This past week I was sitting with some moms at a junior high football game. While enjoying the game we commented how we cringe each time our child gets tackled, fearing for their wellbeing. Apparently it’s not only me who finds it hard to sit on the sideline and watch your child get jumped on! I was enjoying the company around me and the action in front of me as we watched the game together. Often times, during a game, I lose track of Austin in the sea of white helmets on the field, and this one was no different. Following one of the plays, a player remained on the ground after everyone else had stood up. The player rolled around in the grass a bit and appeared to be in pain. About the time he got to his knees, my heart sank realizing it was my little boy who was injured. After a quick chat with the coach, Austin walked over to the huddle for the next play. I could sense he was hurting. (Moms just know these things.) Sure enough, a few plays later he was along the sideline removing his jersey and pads. All I wanted to do was run down and hug him, but knew he would be mortified if mommy ran to his side.
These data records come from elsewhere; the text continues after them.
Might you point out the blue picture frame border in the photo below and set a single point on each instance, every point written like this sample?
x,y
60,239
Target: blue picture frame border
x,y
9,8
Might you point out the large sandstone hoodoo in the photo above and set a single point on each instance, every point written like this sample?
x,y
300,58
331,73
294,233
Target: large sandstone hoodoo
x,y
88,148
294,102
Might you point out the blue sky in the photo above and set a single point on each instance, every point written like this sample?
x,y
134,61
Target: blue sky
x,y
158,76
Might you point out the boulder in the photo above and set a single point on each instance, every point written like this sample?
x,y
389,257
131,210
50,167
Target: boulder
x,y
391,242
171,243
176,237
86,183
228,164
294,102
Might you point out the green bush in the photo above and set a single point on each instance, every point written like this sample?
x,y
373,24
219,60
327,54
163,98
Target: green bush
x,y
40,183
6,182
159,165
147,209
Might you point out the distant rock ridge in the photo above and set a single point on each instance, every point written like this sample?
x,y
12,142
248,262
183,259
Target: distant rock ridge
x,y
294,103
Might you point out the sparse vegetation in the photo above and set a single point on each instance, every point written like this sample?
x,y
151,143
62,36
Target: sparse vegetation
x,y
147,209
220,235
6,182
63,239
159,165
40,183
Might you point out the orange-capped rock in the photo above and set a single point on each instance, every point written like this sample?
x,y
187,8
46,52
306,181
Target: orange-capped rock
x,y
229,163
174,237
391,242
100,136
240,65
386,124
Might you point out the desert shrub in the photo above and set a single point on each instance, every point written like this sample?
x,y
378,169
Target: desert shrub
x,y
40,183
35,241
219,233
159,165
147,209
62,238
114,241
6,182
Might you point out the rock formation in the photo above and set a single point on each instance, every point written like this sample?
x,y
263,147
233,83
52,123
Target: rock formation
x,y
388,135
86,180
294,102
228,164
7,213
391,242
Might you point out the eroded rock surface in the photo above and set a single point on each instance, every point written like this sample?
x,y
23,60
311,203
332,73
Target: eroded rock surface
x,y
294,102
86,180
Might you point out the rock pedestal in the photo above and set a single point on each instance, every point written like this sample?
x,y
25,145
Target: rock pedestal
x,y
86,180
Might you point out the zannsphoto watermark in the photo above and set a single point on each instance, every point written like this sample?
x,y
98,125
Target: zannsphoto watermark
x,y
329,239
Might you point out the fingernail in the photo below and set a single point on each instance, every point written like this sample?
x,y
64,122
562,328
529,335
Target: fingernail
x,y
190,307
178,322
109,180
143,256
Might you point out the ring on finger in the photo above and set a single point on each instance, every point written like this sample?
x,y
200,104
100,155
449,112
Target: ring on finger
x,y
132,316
After the game and a trip to the school’s athletic trainer, the injury to his side was determined to be bruised ribs. The trainer advised he wear rib pads and recommended he not overdo it at practice the next day. Just a couple days later, with rib pads in place, he was back on the field running, jumping, and tackling as though nothing had happened.
As parents, we want to do whatever we can to protect our children from harm. We purchase mouth guards to prevent harm to their teeth while playing sports. Baseball players must wear helmets to shield their heads when running the bases. In hockey we wouldn’t think twice about putting the goalie in front of the net without the proper pads and protective gear. We buy the safest car seat when they are little and refuse to put the car in gear until all seatbelts are buckled as they are able to do it on their own.
It makes me wonder if we are as protective of our children’s spiritual lives as we are their physical lives. Do we put as much care into helping them know their Savior as we do caring for them while playing sports or driving down the highway? We cram our schedules full of opportunities for our children to participate in –which are all good – but are we scheduling time to sit and intentionally read God’s Word as a family? Sure we take them to church on Sunday mornings, attend Sunday School each week, and wouldn’t think of missing a midweek class, but are they the only three hours a week our children are digging into the scriptures?
These questions are not meant to shame anyone, rather only help us each examine our discipleship process at home. God has entrusted us as parents with our children with the instructions to be their primary teachers of who God is. The Bible says, “All Scripture is God-breathed and is useful for teaching, rebuking, correcting and training in righteousness, so that the servant of God may be thoroughly equipped for every good work.” 2 Timothy 3:16-17. When we raise our children to not only know who God is, but be in a relationship with Him, we are providing the greatest protection available. His Word becomes our safeguard against false teaching and our source of guidance for how we are to live for a lifetime of protection.